The man on the scooter, granted plausible deniability by his wireless earbuds, fixes his gaze in the middle distance and utterly ignores the tirade. The gentleman in the long black coat turns away for a second. 

He turns and advances, his gaunt face curdling

Then he does what you are not expected to do. He continues his jeremiad, increasing the volume. He turns and advances towards Scooter Guy, his gaunt face curdling as he comes face to face with the target of his invective.

He has a zealous quality about him, his eyes flashing behind dark glasses. Perhaps he’s dealt with sundry other slights and instances of inconsiderate behaviour, and this was the final straw. 

He barks at Scooter Guy in a booming Teutonic voice that brooks no reply. With his long white cane held like a staff, and his black coat flaring around him, he looks like a low-budget Prospero. 

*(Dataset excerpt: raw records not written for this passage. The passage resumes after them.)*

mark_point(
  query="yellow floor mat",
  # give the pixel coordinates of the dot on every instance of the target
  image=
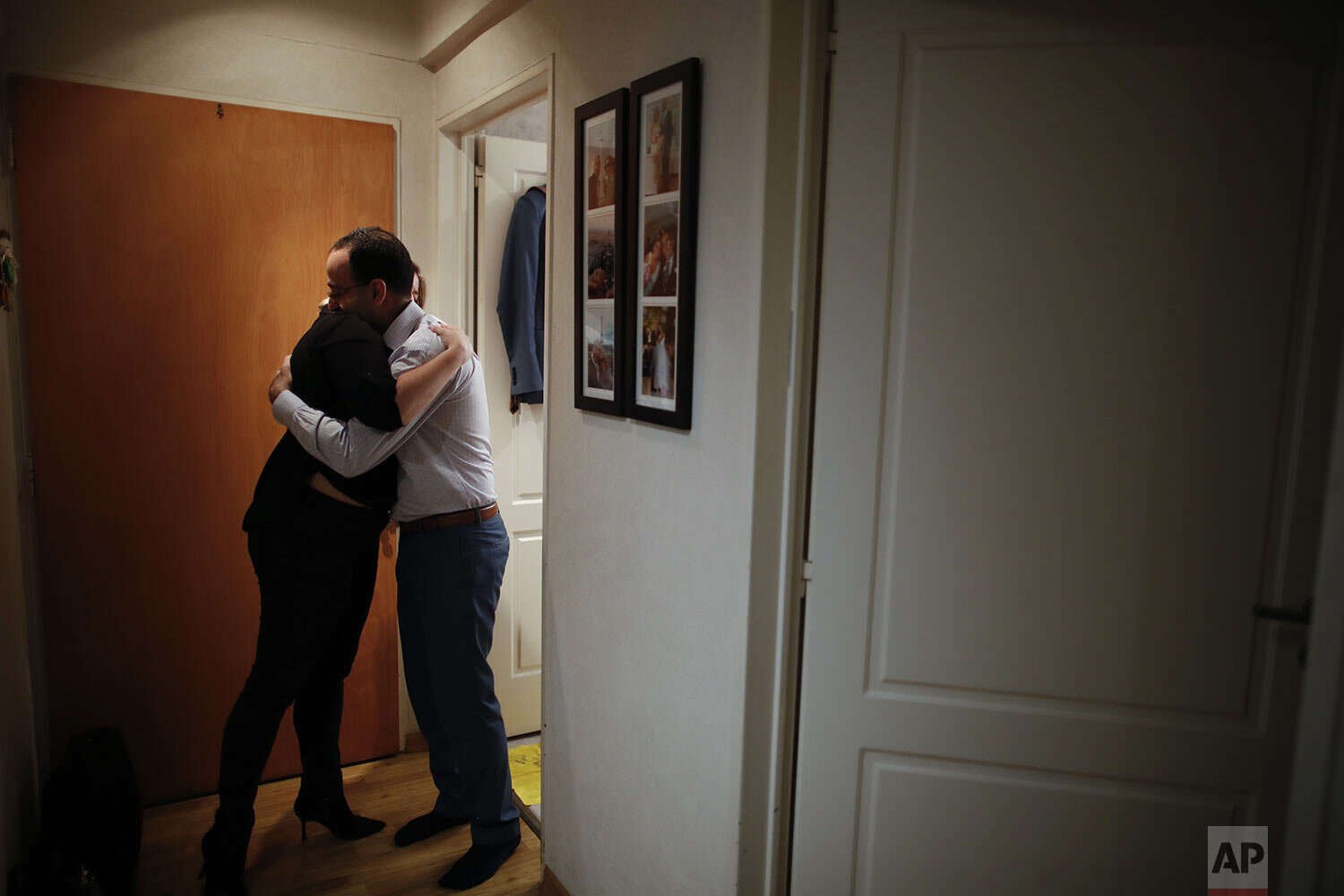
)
(524, 764)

Scooter Guy remains calm but shows no sign of contrition, shrugging away the issue with a few words of denial. This is partly a function of Prospero’s continuing tirade – there’s no room to respond. It really feels like he’s working from a script.

“Ha Ha Ha Ha!” he barks, throwing his head back mirthlessly in a gesture that draws attention to his cadaverous overbite. Everything is a joke.

I think Prospero would be better off abandoning his grievance, for his own well-being. He’s pushing Scooter Guy unmercifully here. What does he want to happen next?

I’m standing a few metres from the confrontation, and have been on the phone to my wife the whole time, increasingly struggling to focus on our conversation.

The lights change and people begin to cross the road, glad to distance themselves from the dispute. But Scooter Guy doesn’t take this convenient off-ramp. The blood is up. He’s locked into this thing now and beginning to look a little irate himself.

My side of the phone conversation now consists of vocalising an impotent internal monologue (“No, no, no – just let it go…”).

Then, when I think things are approaching boiling point, two police officers materialise to diffuse the situation. 

One of them quickly and calmly escorts Scooter Guy across the street, moments before the lights change and the traffic resumes. The other officer commiserates with Prospero before gently encouraging him away down the street toward the Broadway.

This perfectly timed intervention feels too good to be true. It has a Truman Show vibe – the security services materialising on cue to usher away undesirables before the arrival of a foreign delegation. 

But then maybe stage management is entirely appropriate given the lead performer in this odd little drama. The actors were all spirits and are melted into air.